The 20-stock Total Return Index rose 1.67 percent to 13,973.87 points, the All-Share Index by 1.60 percent to 2460.85 points and Al Rayan Islamic Index by 1.60 percent to 2803.85 points.
All the sectoral indices ended green yesterday, with the Transportation Index appreciating the most by 2.80 percent. Real Estate Index gained 2.51 percent as the Industrials advanced 2.11 percent. While the Banks and Financial Services gained 1.17 percent the consumer goods and services index advanced 2.11 percent.
Market capitalisation grew QR533bn from Thursday’s QR525bn.Of the 42 stocks, 38 advanced, while one declined and one remain unchanged. Qatari individual investors were rather in a bearish mood. Non-Qatari individual investors were seen bearish but with lesser vigour.
Among the top gainers were Industries Qatar, Barwa Real Estate, UDC, Doha Bank, Qatar Navigation and Vodafone Qatar.
Industries Qatar was up 2.45 percent to QR155.00 , Barwa Real Estate gained 2.99 percent to QR25.85, UDC rose 2.03 percent to QR21.63, Doha Bank gained 1.68 percent to QR54.50, Qatar Navigation jumped 3.43 percent to QR81.50 and Vodafone Qatar up by 0.55 percent to QR9.11.
Meanwhile, other regional markets rose sharply yesterday after the US-Russian deal on removing Syria’s chemical weapons appeared to avert, at least for coming weeks or months, a US military strike against Damascus.
The Saudi benchmark climbed 1.8 percent to 8,034 points, its fifth gain in the last six sessions since it dropped to a two-month low on fears of a possible US attack on Syria.
Gains were spread across sectors and the index broke minor technical resistance at 8,004 points, its early September high; stronger resistance lies on August’s multi-year peak of 8,223. “The market reaction to Syria was overdone and fundamentals are reasserting themselves now as the situation eases,” said Alhassan Goussous, Chief Executive Officer at Bakheet Investment Group.

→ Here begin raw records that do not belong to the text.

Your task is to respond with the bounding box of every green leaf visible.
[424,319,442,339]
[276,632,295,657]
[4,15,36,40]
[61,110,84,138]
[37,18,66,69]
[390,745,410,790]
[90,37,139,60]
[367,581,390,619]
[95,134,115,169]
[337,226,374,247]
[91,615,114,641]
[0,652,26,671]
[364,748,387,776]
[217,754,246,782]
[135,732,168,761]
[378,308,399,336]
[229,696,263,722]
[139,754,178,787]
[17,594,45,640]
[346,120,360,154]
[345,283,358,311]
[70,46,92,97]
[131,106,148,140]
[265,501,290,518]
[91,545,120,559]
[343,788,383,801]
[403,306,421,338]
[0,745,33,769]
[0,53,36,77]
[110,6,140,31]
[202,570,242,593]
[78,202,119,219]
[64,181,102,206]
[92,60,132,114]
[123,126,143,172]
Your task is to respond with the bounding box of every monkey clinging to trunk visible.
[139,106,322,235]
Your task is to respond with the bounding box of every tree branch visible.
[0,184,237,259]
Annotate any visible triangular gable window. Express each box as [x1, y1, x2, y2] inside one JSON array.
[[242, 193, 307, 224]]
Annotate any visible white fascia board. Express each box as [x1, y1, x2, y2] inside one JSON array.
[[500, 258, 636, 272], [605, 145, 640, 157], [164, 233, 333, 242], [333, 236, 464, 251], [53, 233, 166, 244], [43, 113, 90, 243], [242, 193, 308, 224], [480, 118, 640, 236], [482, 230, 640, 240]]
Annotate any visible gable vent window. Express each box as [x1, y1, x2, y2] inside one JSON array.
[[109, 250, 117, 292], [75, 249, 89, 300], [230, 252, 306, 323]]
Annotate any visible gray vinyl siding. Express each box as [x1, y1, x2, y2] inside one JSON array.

Goussous said that overall, the Saudi market was cheap with valuations below historical levels. The index is trading at a price-to-earnings ratio of 14 times estimated 2013 earnings, according to Thomson Reuters data. “I’m quite positive on the market for the rest of the year. It could rise above the high of the year,” Goussous added.
In the United Arab Emirates, Dubai’s index jumped 4.8 percent to 2,660 points, up for a fourth session since it slumped to a two-month low. The market has recovered most of its losses since it plunged from an August peak of 2,762 points, and is up 63.9 percent year-to-date.
Real estate shares led gains and Union Properties surged 11.6 percent to a near four-year-high. The stock has risen 89.9 percent in 2013, mostly in the last four weeks. It was briefly suspended at the opening while the company notified the market of a board meeting.
In Abu Dhabi, small-cap Eshraq Properties rose 4.6 percent. The company said in March that it aimed to cross-list its shares in Saudi Arabia’s market; it said on Sunday that it was negotiating with several banks in Saudi Arabia to select a financial advisor in order to complete the cross-listing requirements.
Abu Dhabi’s benchmark rose 1.8 percent, while Qatar added 1.7 percent and Kuwait gained 1.9 percent.
In Egypt, Citadel Capital slipped 1.5 percent to 3.22 Egyptian pounds. The private equity firm has obtained regulatory clearance to ask shareholders to approve a 3.64bn Egyptian pound ($528m) capital increase, it said yesterday.